Our site is not directed to children under the age of sixteen and we do not knowingly collect personally identifiable information from children. If we become aware that we have inadvertently received personally identifiable information from a child, we will delete such information from our records. If we change our practices in the future, we will obtain prior, verifiable parental consent before collecting any personally identifiable information from children.

Links to other websites

Our site may contain links to other websites that are not operated by us. If you click on a third-party link, you will be directed to that third party's site. We strongly advise you to review the privacy policy of every site you visit.
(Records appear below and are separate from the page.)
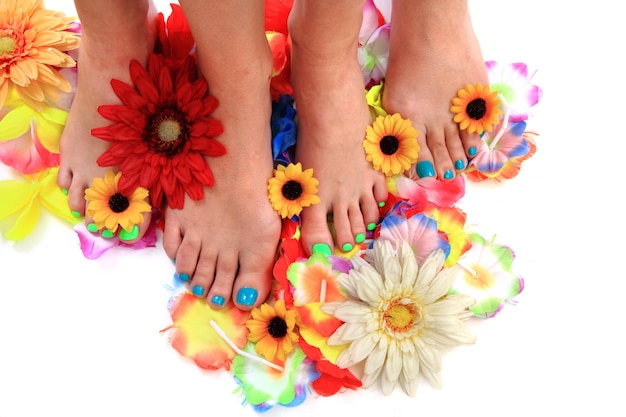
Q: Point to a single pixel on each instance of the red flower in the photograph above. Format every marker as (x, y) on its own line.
(162, 133)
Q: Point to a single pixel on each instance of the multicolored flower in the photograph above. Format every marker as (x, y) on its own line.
(476, 108)
(391, 144)
(397, 319)
(34, 43)
(291, 189)
(162, 133)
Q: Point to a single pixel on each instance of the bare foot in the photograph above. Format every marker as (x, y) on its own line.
(105, 53)
(225, 245)
(428, 63)
(332, 116)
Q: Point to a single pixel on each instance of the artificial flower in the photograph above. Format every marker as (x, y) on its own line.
(194, 336)
(486, 275)
(476, 108)
(291, 189)
(397, 319)
(25, 198)
(162, 133)
(513, 83)
(272, 330)
(109, 208)
(34, 43)
(391, 144)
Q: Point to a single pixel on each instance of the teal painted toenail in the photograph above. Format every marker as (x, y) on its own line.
(198, 291)
(247, 296)
(131, 235)
(425, 169)
(322, 248)
(218, 300)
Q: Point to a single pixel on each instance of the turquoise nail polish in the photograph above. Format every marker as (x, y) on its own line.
(218, 300)
(198, 291)
(247, 296)
(132, 235)
(322, 248)
(425, 169)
We do not control third-party sites accessible through our services, and this privacy policy does not apply to information you provide to or that is gathered by those third parties.

Changes to this policy

We may update our privacy policy from time to time. We will notify you of any changes by posting the new privacy policy on this page and updating the "Last updated" date. If we make any material changes, we will notify you via email or through a notification posted on the platform, as required by applicable law. You are advised to review this privacy policy periodically for any changes. Changes to this privacy policy are effective from when they are posted on this page.

Contact us

If you have any questions about this privacy policy or our privacy practices, please contact us:

Email: legal [at] clema.ai

For security concerns, please see our Security page.

This policy is effective as of January 13, 2026.